Representing the Luxembourg Presidency of the EU, Minister of Culture, Higher Education and Research François Biltgen said, “Europe already has a history of success in space exploration and technological development, but we also know that space is now a critical factor in our economic success. This event represents a giant step forward for Europe.”

ESA’s Director of Earth Observation Programmes Volker Liebig said, “2005 will be a big year for European space activities: we have seen the Huygens probe land on Titan; we will see the new Ariane 5 launch tomorrow; in June we launch the CRYOSAT satellite, which will observe changes in the polar ice caps; and we will send two more European astronauts to the International Space Station. In addition, we will see the further development of Europe’s ‘Global Monitoring for Environment and Security’ (GMES) initiative. GMES is now seen as a model for the ‘Global Earth Observation System of Systems’, currently being developed with our global partners. Space is now a major strategic asset for Europe.”

An exciting show

The Earth & Space Expo is part of the joint EU-ESA Earth & Space Week, and includes a collection of exhibits, from genuine Space- and Earth observation-related tools, equipment and artefacts, to state-of-the-art audiovisual and interactive displays and demonstrations.
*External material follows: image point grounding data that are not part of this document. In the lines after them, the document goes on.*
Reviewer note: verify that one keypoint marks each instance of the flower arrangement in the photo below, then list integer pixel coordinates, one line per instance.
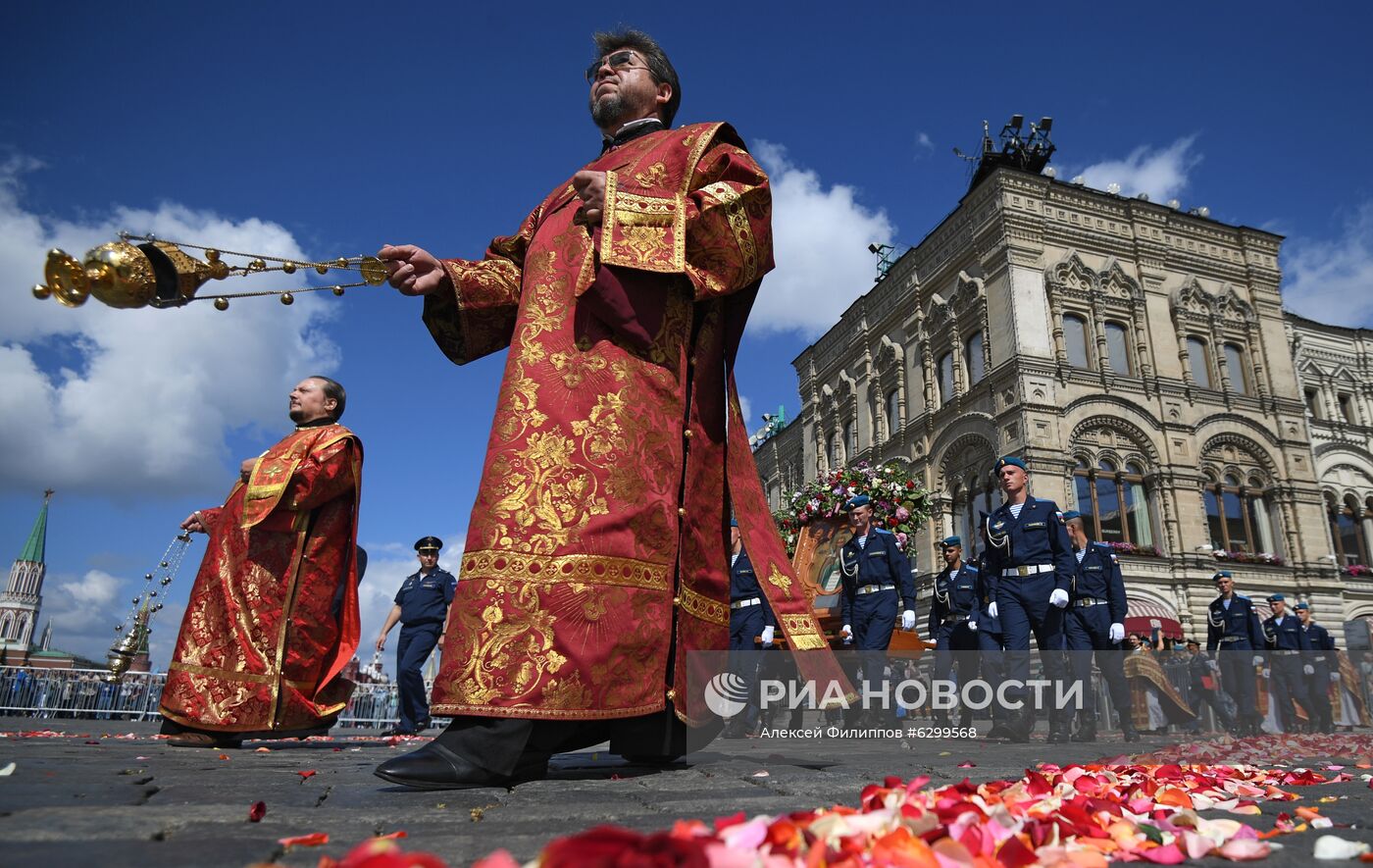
(899, 503)
(1262, 558)
(1130, 548)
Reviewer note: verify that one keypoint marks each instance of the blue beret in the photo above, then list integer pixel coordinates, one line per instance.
(1009, 460)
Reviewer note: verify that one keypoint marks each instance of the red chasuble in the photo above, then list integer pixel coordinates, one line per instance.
(597, 548)
(261, 645)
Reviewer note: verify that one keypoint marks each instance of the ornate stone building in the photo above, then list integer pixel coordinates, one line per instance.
(1140, 360)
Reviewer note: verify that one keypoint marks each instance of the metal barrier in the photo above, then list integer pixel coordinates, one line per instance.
(82, 693)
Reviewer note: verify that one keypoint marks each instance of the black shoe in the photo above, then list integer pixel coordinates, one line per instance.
(435, 767)
(1087, 733)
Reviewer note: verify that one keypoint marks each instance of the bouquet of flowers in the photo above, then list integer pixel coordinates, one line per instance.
(899, 503)
(1265, 558)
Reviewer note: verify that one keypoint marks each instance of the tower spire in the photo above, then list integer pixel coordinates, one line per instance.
(37, 544)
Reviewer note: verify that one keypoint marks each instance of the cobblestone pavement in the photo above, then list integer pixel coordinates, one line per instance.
(109, 792)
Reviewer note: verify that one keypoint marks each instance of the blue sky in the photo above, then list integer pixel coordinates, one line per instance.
(326, 129)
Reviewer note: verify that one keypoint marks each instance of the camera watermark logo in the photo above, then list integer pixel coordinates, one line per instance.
(727, 693)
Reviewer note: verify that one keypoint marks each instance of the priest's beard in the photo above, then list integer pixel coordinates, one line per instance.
(607, 110)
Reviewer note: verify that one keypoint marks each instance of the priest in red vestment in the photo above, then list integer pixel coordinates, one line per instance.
(272, 617)
(597, 551)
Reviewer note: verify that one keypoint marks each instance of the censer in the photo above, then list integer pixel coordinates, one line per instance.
(141, 271)
(137, 625)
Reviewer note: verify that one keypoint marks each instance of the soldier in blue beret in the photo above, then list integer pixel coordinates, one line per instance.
(1095, 623)
(1030, 563)
(1290, 658)
(1327, 668)
(751, 630)
(953, 621)
(1236, 638)
(421, 606)
(875, 584)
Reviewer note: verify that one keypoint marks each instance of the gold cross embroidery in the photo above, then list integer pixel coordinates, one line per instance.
(776, 577)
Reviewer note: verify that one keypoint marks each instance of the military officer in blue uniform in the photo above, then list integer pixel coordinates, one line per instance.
(1327, 668)
(1290, 658)
(953, 621)
(751, 630)
(875, 586)
(1030, 562)
(1236, 638)
(1095, 623)
(421, 606)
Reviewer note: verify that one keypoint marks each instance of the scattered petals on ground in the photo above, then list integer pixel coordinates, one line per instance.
(1145, 809)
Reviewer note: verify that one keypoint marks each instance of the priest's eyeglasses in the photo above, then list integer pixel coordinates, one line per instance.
(618, 61)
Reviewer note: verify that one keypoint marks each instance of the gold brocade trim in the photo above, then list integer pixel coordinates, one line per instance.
(532, 712)
(802, 632)
(644, 232)
(700, 606)
(224, 675)
(558, 569)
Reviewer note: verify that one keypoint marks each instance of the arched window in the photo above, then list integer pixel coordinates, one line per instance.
(972, 356)
(1313, 402)
(946, 378)
(1348, 532)
(1200, 361)
(1116, 501)
(1075, 339)
(1118, 345)
(1239, 515)
(1235, 367)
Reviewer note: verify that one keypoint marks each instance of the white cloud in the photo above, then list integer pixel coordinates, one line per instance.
(148, 395)
(1332, 281)
(1162, 174)
(820, 242)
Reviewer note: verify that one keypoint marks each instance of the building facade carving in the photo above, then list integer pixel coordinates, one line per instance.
(1140, 360)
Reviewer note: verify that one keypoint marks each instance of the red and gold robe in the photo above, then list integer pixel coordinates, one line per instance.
(261, 647)
(597, 548)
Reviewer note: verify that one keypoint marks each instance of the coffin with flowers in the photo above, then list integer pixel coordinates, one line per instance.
(816, 527)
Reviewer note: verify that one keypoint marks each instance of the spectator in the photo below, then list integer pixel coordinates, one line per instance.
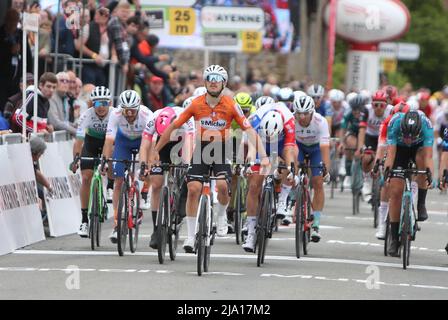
(14, 102)
(118, 36)
(96, 46)
(67, 35)
(61, 115)
(10, 57)
(47, 86)
(38, 148)
(157, 100)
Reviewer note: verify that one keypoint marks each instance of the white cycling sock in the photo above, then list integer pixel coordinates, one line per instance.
(251, 224)
(283, 196)
(191, 226)
(221, 209)
(384, 207)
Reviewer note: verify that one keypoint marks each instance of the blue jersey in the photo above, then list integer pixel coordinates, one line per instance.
(324, 109)
(395, 136)
(445, 140)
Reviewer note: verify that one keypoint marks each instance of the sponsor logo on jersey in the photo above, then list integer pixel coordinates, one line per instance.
(210, 124)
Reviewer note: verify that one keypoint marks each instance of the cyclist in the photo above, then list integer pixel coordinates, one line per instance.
(89, 142)
(322, 106)
(275, 126)
(313, 139)
(369, 131)
(261, 101)
(244, 100)
(349, 134)
(338, 107)
(410, 136)
(124, 133)
(380, 155)
(214, 113)
(286, 95)
(182, 141)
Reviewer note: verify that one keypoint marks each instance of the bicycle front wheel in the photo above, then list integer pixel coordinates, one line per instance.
(122, 220)
(262, 227)
(237, 212)
(201, 235)
(162, 224)
(406, 231)
(135, 208)
(94, 212)
(300, 218)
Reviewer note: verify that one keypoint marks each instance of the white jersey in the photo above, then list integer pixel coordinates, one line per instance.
(315, 133)
(187, 128)
(119, 124)
(92, 125)
(371, 121)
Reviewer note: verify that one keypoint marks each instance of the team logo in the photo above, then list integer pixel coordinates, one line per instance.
(209, 124)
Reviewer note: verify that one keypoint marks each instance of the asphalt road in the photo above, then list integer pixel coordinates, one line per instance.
(348, 263)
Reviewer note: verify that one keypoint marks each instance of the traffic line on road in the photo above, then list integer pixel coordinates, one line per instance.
(368, 244)
(361, 281)
(238, 256)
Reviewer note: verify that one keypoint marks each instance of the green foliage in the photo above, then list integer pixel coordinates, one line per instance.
(429, 28)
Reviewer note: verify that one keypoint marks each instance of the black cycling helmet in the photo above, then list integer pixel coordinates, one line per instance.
(357, 102)
(411, 124)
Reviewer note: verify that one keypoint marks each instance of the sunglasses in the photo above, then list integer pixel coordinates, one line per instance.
(379, 104)
(100, 103)
(214, 78)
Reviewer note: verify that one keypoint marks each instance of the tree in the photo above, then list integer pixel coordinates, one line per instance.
(429, 29)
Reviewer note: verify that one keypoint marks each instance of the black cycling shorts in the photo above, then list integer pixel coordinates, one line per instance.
(165, 156)
(371, 142)
(403, 156)
(216, 154)
(92, 148)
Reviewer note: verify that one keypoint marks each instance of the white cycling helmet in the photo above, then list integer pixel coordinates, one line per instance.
(199, 91)
(271, 125)
(413, 104)
(129, 99)
(336, 95)
(303, 105)
(217, 70)
(100, 93)
(263, 100)
(187, 102)
(285, 94)
(298, 94)
(315, 91)
(350, 96)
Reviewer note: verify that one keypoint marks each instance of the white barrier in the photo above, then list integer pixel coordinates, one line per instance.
(63, 208)
(20, 218)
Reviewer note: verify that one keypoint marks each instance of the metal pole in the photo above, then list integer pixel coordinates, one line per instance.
(24, 114)
(82, 40)
(56, 51)
(36, 65)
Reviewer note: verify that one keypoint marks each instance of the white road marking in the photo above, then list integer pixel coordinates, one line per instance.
(365, 244)
(237, 256)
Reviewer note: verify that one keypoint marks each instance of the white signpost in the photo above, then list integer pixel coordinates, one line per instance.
(30, 24)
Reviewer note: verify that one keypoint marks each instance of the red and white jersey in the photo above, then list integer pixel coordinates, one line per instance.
(287, 116)
(118, 123)
(186, 129)
(315, 133)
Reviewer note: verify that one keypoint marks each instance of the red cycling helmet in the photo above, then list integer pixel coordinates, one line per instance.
(400, 107)
(379, 96)
(164, 119)
(423, 96)
(391, 91)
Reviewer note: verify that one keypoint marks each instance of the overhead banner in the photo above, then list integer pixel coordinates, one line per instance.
(20, 217)
(270, 26)
(63, 207)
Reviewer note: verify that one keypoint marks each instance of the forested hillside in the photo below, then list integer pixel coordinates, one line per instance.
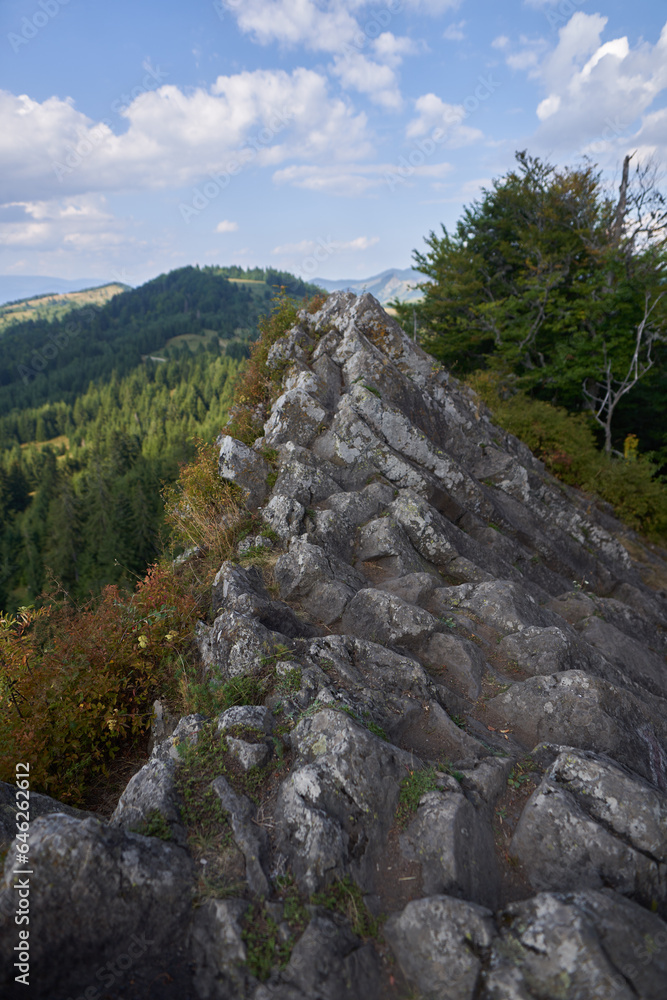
(97, 410)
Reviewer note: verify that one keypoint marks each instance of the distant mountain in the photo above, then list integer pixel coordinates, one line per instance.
(25, 286)
(396, 283)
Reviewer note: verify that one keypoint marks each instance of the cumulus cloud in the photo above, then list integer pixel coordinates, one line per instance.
(353, 180)
(336, 246)
(391, 49)
(454, 32)
(267, 116)
(434, 113)
(69, 223)
(596, 91)
(358, 72)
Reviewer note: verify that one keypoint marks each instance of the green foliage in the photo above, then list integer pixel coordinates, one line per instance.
(416, 784)
(253, 392)
(541, 280)
(154, 825)
(264, 947)
(344, 896)
(566, 444)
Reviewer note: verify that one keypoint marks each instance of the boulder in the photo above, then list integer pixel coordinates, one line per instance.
(440, 944)
(244, 467)
(577, 945)
(591, 824)
(96, 892)
(453, 843)
(586, 712)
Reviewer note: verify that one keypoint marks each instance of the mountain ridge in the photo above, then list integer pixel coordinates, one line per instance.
(455, 716)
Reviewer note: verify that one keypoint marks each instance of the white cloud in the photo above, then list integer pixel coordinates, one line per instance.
(69, 223)
(50, 149)
(333, 246)
(433, 112)
(296, 22)
(353, 180)
(391, 49)
(523, 60)
(454, 33)
(327, 25)
(379, 82)
(596, 91)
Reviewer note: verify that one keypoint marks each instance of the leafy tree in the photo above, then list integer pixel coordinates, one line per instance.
(549, 278)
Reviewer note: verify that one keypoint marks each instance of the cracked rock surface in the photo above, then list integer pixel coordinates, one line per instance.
(465, 732)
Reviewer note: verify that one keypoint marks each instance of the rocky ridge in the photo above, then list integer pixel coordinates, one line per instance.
(467, 723)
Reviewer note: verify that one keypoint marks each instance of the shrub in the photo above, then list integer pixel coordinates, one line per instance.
(78, 684)
(202, 509)
(566, 443)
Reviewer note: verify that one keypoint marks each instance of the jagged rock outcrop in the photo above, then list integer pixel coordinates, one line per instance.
(467, 718)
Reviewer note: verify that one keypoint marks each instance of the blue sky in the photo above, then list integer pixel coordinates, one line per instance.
(326, 137)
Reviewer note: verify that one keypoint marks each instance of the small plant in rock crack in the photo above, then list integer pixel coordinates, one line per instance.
(289, 682)
(154, 825)
(344, 896)
(416, 784)
(294, 904)
(521, 773)
(265, 948)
Visitors can get to know the planet, and the stars, and get a chance to speak, one-on-one, with experts on volcanoes and earthquakes, the polar ice caps and life in the oceans, and maybe even shake hands with an astronaut or two.

The Expo features:

  • Interactive exhibitions of Earth observation tools and applications and how they benefit our world.
  • Eumetsat and weather applications: the Weather link.
  • A display of current and future Space initiatives and a glimpse into how the nations of the world are working together to explore the universe.
  • An Earth & Space Classroom where young people can learn about our planet and beyond.
  • An Earth & Space Cultural Gallery featuring perspectives of our planet and universe from an artistic point of view.
  • A range of seminars, films and presentations designed to educate, inform and inspire.

The Expo is open from now until 20 February 2005, at the Autoworld Museum in Brussels’ Cinquantenaire Park. Entry is free.

Up close with the astronauts

EC Research Director-General and GEO Co-Chair, Achilleas Mitsos said, “For Europe to succeed in science and technology, we must seek to inspire our young people, and what better way to do so than through space?” With that, the winners of the Earth & Space Week ‘Flag for Planet Earth’ contest were announced. Participants included children in three age groups from all around Europe. Vice-President Verheugen, Liebig and Prince Philippe of Belgium presented the prizes.

Also in attendance at the opening were a selection of ESA astronauts, including Pedro Duque, André Kuipers and Belgium’s own Frank de Winne, who mingled with guests and signed autographs.

The EU Constitution prepares to take off!

The ceremony ended with Vice -President Verheugen presenting a copy of the new European Constitution to the European astronaut corps. “This document,” he explained, “will travel into space with our next European astronaut.” The next human mission for ESA will see a European astronaut traveling to the International Space Station aboard the first American shuttle to fly since the Columbia disaster.